Jeez, I know a lot about that. I still am subject to it. For instance, I have been attempting to do my taxes, quite simply said and quite simply done, yet I have found all kinds of reasons for putting them off even though I stand to get back amounts that I need. I have to find out what is so uncomfortable about it.
What it has to do with can not be simply stated as one reason, but it is many. The most telling though is the way I feel. Right now I am going through a huge life changing transition and my feelings are intense at times and less so at others.
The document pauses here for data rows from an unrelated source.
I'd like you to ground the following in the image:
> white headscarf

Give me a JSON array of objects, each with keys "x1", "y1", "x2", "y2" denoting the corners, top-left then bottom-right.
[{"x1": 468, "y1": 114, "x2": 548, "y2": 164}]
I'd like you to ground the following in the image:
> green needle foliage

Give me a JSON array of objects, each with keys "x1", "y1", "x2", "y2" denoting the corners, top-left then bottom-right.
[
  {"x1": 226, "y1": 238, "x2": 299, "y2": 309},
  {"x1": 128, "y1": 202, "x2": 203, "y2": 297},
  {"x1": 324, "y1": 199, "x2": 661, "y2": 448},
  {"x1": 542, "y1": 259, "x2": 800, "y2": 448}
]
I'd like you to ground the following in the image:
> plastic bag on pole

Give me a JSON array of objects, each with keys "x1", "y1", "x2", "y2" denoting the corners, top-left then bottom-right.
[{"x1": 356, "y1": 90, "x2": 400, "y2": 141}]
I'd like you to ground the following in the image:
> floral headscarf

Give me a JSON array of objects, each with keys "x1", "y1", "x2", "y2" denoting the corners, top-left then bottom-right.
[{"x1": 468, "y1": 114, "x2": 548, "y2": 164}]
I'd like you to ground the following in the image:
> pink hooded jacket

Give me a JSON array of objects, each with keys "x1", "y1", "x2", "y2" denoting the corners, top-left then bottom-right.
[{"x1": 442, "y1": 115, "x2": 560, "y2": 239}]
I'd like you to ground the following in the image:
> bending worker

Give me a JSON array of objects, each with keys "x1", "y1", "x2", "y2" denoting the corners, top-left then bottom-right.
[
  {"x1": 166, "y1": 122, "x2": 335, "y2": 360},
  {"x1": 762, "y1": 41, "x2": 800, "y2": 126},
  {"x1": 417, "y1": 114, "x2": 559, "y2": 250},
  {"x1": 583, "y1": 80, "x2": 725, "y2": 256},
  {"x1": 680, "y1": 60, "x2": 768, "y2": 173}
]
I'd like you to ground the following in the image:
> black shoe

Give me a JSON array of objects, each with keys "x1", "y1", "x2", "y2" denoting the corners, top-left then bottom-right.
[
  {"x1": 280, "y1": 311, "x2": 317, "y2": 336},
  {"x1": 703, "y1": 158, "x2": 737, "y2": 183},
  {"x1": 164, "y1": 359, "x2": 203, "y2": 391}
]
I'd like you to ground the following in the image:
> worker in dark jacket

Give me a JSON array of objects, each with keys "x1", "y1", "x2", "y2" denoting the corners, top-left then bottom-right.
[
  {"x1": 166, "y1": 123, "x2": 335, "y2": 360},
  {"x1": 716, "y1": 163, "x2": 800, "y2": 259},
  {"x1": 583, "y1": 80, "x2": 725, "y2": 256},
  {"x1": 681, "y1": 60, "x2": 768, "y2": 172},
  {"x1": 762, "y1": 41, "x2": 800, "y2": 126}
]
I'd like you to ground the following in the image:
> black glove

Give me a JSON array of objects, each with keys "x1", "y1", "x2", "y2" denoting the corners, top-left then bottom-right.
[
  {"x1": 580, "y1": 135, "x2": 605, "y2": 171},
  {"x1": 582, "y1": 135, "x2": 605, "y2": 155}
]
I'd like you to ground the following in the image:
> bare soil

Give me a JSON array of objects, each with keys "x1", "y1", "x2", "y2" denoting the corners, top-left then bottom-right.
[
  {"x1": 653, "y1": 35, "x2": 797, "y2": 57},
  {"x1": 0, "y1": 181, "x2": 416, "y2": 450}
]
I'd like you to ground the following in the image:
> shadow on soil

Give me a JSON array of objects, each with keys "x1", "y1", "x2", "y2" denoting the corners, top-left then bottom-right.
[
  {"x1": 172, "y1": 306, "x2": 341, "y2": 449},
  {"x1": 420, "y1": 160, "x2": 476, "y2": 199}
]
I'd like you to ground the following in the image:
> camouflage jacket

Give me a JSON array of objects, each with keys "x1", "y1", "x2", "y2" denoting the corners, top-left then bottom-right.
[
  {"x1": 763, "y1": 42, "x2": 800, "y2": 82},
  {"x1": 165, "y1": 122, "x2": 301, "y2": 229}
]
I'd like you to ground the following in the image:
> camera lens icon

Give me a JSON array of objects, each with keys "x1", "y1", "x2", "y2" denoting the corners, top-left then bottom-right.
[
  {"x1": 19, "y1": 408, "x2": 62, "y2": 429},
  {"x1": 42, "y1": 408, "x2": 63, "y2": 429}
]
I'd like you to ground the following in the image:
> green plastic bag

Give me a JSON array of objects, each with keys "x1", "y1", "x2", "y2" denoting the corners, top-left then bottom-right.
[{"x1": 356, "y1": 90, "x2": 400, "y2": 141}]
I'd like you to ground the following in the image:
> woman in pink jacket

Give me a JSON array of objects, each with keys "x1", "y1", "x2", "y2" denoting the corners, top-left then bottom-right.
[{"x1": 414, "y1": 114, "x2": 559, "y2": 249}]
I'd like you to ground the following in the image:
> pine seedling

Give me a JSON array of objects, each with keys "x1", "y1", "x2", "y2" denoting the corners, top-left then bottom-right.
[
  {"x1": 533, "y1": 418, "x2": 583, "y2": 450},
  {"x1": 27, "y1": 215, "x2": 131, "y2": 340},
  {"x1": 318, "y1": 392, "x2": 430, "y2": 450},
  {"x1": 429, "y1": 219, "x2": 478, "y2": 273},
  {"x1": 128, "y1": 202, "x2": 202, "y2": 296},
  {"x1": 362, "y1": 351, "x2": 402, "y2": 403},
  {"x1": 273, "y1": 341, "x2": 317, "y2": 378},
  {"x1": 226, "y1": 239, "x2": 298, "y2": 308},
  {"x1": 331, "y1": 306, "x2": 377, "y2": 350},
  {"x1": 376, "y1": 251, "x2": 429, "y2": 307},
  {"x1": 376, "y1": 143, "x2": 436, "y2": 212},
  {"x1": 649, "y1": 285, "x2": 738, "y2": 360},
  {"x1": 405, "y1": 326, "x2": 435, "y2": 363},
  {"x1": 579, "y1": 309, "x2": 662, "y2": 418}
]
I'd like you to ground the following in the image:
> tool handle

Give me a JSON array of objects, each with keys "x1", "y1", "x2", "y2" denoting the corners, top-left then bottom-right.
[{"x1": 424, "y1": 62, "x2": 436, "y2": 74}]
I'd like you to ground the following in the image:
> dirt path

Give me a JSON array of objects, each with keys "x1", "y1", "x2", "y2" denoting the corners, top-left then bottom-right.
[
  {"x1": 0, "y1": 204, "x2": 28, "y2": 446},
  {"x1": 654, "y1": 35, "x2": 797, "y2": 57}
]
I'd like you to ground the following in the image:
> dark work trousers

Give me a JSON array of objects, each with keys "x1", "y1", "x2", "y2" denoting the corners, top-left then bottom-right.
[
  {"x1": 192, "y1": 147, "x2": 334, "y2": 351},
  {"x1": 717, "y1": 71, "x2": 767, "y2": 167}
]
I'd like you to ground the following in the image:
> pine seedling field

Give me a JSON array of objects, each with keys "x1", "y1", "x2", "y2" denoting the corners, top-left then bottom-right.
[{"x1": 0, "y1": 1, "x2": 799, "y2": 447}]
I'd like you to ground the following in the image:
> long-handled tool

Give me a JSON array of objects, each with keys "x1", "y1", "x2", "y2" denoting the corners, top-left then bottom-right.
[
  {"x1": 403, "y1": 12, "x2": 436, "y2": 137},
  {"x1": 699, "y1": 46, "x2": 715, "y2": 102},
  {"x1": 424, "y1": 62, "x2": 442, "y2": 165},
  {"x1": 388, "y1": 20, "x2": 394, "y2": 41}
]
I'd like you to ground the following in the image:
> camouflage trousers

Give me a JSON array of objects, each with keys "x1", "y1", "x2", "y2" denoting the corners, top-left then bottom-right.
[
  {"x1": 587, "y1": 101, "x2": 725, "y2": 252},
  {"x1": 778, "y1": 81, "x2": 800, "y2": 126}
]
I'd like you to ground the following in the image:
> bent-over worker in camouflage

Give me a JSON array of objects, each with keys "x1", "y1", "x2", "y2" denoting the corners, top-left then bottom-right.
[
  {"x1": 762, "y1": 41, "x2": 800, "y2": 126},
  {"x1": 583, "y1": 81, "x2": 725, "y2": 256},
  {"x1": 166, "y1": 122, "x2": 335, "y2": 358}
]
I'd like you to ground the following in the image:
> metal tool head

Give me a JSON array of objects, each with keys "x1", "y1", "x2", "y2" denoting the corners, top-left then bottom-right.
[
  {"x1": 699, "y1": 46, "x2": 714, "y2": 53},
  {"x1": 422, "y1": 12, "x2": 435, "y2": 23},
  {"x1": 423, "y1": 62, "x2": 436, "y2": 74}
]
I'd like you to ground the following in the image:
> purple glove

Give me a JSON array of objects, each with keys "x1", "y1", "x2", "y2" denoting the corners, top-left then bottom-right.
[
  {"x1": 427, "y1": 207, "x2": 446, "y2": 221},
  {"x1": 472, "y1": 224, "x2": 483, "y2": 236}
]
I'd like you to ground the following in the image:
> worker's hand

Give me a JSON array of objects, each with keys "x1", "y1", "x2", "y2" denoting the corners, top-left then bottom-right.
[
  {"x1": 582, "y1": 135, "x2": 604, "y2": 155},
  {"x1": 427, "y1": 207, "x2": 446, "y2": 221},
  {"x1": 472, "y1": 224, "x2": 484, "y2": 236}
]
I am uncomfortable right now because I am involved in a physical condition that I can't control. Having found out I have to have an operation I tried to put it off until June, but that can not be. I have to work out getting disability insurance and expedite the operation to a closer date. The seriousness of my injury is finally sinking in. I tore the connective tissue from my quadracep muscle to my knee. There is just a small bit of connective tissue still connected, allowing me to walk as I do, with difficulty. If those last strands of connective tissue also tear off, I will lose my ability to walk at all until it is reattached.
So, I have my helping the work along work, my taxes and still working at my job, but also trying to set up the disability insurance so I can take a leave of absence and get my surgery. This is causing me to feel very vulnerable because I am going to have to rely on the generosity of others to help me through this. I am going to have to trust that everything is going to work out. Trusting is apparently still a huge issue for me.
I have already been shown my family and friends are very supportive. I am truly grateful for this.